Mastering Rate Limiting: Algorithms, Pros, Cons, and Distributed Solutions
This article explores why rate limiting is essential for high‑concurrency services, introduces four core algorithms with Go implementations, compares their strengths and weaknesses, and presents practical distributed limiting strategies using Redis, load balancers, and coordination services.
Introduction
With the rise of microservices, dependencies and call relationships become increasingly complex, making service stability crucial. Sudden traffic spikes can cause timeouts or server crashes, so rate limiting is applied to quickly reject requests that exceed configured limits, protecting both the system and its upstream/downstream services.
Key Design Principles
Multi‑level limiting : Apply limits at application, service, and data layers.
Dynamic thresholds : Adjust limits based on real‑time load.
Flexible dimensions : Include interface, device, IP, account ID, or behavior patterns.

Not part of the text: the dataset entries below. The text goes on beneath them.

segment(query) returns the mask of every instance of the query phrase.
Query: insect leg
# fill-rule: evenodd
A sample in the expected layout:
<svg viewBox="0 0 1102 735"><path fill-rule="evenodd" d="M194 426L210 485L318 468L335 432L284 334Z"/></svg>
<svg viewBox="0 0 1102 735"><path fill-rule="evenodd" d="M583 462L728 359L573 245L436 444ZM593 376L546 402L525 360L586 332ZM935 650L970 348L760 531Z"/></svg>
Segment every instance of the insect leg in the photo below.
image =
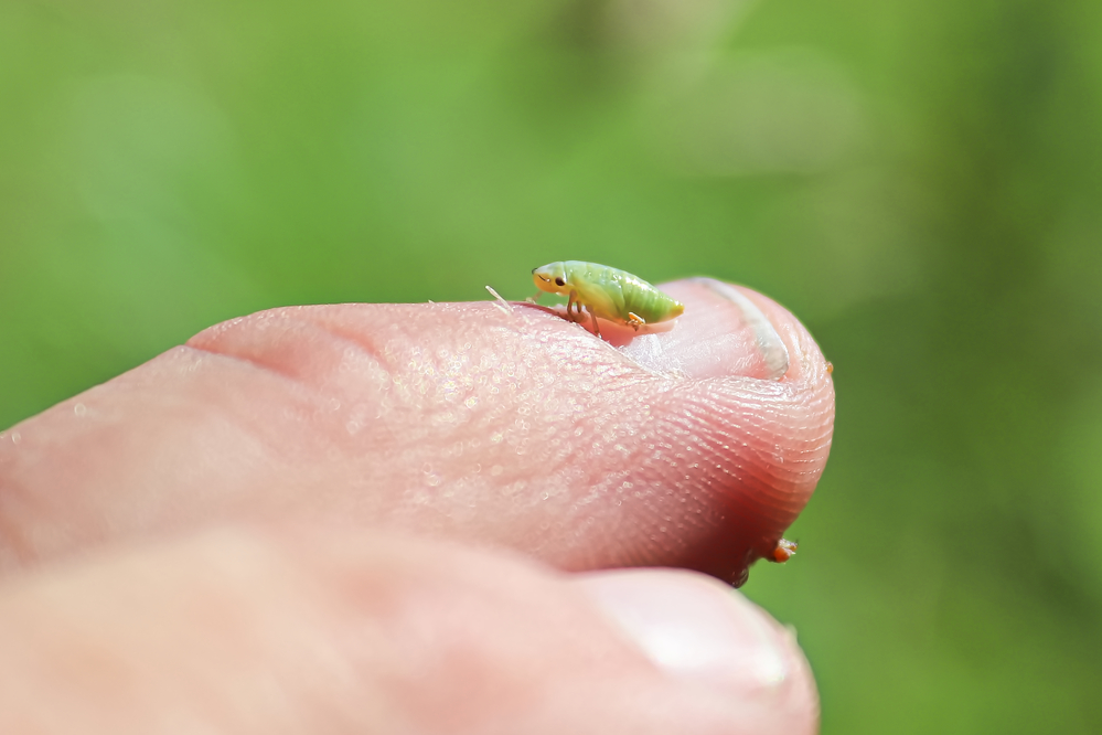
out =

Decoupling : Keep limiting as a separate service from business logic.
Fault tolerance : Provide fallback (circuit breaking, degradation) when the limiter fails.
Monitoring & alerts : Real‑time monitoring and alarm when limits are triggered.
Background
Three main tools protect high‑concurrency services: caching, degradation, and rate limiting.
Rate limiting controls the request rate to prevent overload when resources are limited.
Fundamental Concepts
A threshold defines the allowed number of requests per unit time (e.g., 500 QPS). A reject strategy determines how to handle excess requests, such as immediate rejection or queuing.
Rate limiting can be single‑machine or distributed. Single‑machine algorithms include fixed window, sliding window, leaky bucket, and token bucket.
Basic Algorithms
1. Fixed Window
Divides time into fixed windows and counts requests within each window.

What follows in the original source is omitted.